Al dominar esta mecánica, el liderazgo puede moldear la cultura sin recurrir a la confrontación o la normativa rígida.
La Aplicación del Reframing en la Dinámica de Equipos
El reframing es especialmente valioso al gestionar la heterogeneidad de carácter en los equipos:
1. Transformación de las Peculiaridades Individuales
Los líderes brillantes no buscan eliminar las «fallas» de carácter de sus colaboradores; buscan el marco positivo que ya existe en esa peculiaridad.

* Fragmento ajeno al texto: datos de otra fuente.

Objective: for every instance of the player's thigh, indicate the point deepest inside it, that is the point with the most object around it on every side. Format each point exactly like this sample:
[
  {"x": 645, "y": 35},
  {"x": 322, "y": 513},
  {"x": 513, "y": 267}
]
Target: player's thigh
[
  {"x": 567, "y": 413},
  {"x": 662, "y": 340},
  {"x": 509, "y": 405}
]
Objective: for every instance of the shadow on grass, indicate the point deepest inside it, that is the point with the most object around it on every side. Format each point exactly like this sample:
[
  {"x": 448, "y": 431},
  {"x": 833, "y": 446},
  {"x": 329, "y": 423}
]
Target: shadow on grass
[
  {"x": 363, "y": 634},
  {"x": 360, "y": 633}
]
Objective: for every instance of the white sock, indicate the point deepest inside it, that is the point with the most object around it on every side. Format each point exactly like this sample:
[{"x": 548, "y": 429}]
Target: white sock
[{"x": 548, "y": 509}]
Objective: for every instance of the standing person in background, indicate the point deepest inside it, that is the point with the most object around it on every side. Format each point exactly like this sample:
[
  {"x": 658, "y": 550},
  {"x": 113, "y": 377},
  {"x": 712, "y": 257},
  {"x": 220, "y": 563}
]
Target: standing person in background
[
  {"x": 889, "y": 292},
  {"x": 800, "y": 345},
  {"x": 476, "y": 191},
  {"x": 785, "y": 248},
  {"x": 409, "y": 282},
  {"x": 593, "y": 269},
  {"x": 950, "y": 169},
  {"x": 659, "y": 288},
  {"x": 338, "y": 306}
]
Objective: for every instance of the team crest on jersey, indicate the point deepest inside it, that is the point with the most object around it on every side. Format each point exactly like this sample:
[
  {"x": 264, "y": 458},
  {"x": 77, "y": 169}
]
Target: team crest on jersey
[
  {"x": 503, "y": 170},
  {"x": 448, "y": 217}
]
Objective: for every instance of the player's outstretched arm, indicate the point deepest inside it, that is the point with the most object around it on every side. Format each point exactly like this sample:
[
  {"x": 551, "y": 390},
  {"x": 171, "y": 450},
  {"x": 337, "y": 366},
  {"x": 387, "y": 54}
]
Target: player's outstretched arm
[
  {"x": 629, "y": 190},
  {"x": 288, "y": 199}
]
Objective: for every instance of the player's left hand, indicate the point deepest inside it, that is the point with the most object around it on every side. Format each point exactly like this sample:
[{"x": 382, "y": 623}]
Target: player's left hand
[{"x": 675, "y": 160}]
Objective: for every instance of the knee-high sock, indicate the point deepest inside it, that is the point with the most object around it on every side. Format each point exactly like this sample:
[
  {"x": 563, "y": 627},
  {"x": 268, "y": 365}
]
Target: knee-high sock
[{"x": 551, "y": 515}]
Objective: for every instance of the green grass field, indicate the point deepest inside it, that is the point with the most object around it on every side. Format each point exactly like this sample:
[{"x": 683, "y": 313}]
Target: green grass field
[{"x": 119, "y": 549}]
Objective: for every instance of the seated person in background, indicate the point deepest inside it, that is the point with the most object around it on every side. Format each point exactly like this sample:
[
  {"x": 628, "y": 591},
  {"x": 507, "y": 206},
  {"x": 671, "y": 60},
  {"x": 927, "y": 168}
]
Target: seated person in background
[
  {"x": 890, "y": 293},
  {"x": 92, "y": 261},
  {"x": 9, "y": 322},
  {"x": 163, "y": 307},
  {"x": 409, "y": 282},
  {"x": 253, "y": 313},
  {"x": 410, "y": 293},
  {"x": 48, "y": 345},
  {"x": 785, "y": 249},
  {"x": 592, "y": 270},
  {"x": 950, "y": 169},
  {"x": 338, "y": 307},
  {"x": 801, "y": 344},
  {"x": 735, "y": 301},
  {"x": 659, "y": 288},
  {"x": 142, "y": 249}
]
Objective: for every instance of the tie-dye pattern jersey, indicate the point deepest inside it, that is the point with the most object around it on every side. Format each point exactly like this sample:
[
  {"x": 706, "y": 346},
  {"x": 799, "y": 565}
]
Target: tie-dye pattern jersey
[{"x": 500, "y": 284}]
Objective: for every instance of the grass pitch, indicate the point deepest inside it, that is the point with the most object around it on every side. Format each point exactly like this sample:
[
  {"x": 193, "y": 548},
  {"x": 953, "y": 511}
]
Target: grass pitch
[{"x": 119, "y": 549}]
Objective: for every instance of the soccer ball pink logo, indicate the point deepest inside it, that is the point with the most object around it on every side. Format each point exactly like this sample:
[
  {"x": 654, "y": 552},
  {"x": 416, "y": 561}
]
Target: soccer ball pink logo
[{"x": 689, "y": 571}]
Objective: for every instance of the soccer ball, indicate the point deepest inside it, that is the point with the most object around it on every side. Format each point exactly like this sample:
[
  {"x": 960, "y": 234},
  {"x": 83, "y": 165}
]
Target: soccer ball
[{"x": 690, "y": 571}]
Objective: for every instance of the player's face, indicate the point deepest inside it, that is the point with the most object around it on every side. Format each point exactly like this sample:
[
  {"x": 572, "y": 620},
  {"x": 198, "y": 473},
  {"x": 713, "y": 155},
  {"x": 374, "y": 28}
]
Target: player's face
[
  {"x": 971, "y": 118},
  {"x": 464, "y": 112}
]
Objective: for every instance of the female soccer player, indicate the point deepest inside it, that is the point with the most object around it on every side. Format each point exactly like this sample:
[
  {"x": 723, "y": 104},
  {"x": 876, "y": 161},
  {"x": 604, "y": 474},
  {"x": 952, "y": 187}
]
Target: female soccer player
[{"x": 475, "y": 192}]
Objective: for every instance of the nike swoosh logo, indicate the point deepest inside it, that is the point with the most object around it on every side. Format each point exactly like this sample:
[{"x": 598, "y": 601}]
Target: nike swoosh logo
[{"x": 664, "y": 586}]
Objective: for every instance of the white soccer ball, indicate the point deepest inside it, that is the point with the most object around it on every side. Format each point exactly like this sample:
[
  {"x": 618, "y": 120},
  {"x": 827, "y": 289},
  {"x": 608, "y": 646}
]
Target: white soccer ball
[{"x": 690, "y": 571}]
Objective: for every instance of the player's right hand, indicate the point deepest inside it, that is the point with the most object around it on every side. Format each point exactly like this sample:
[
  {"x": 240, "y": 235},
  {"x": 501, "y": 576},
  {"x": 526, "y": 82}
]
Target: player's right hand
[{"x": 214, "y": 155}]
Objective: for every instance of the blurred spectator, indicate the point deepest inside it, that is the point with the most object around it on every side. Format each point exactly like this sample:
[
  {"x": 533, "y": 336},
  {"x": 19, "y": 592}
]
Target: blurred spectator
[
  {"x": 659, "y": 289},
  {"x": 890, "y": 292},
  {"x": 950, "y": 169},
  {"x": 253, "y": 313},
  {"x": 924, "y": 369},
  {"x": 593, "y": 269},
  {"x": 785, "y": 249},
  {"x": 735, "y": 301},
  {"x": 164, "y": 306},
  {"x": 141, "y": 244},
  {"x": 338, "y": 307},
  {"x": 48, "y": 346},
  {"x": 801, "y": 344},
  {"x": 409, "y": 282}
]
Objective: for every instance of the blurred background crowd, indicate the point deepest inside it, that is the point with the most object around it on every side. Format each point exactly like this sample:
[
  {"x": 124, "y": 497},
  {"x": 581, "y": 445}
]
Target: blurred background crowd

- Un miembro del equipo que es visto como «terco y confrontacional» puede ser reencuadrado como «el Guardián de la Integridad» o «el Abogado del Diablo», validando su papel como protector de la calidad o desafiante de las suposiciones.
- Una persona «lenta o indecisa» puede ser reencuadrada como «el Ministro de la Diligencia», asegurando que el proceso de toma de decisiones siempre esté basado en la inclusión y la revisión exhaustiva.
Este acto de nombrar el lado positivo no solo valida al individuo, sino que desactiva el juicio negativo del resto del equipo, transformando el potencial conflicto en una contribución aceptada.
2. Gestión de Crisis y Resiliencia Colectiva
En momentos de crisis o error, el reframing es esencial para la recuperación emocional y el despliegue de la resiliencia.
- Si un proyecto crítico fracasa, el líder debe reencuadrar la narrativa de «quién falló» a «qué aprendimos». La frase «Felicitaciones, acabamos de descubrir 100 maneras en que las cosas no funcionan» es una forma clásica de reframing de crisis.
- En momentos de sobrecarga laboral o burnout, el líder puede reencuadrar la presión no como explotación, sino como «la validación de la confianza» que la organización deposita en la capacidad de ese equipo.
La Autenticidad como Catalizador del Reframing
La efectividad del reframing no reside en la técnica, sino en la autenticidad del líder. Las personas pueden detectar rápidamente un marco artificial o manipulador. El reframing solo funciona cuando está impulsado por:
- Empatía Genuina: El líder debe conectar con el por qué subyacente del comportamiento antes de intentar reencuadrarlo.
- El uso del humor (afectivo), cuando es cariñoso y colectivo, es un potente lubricante social. Permite abordar la tensión sin imponer gravedad, creando un ambiente donde las peculiaridades son motivo de risa compartida, no de burla hiriente.
En última instancia, el liderazgo por reframing es el arte de elegir sabiamente las palabras y la lente a través de las cuales el equipo interpreta su propia realidad y la de sus miembros.
Es una habilidad blanda con impacto duro, ya que determina la moral, la lealtad y la capacidad de un equipo para avanzar unido frente a la adversidad.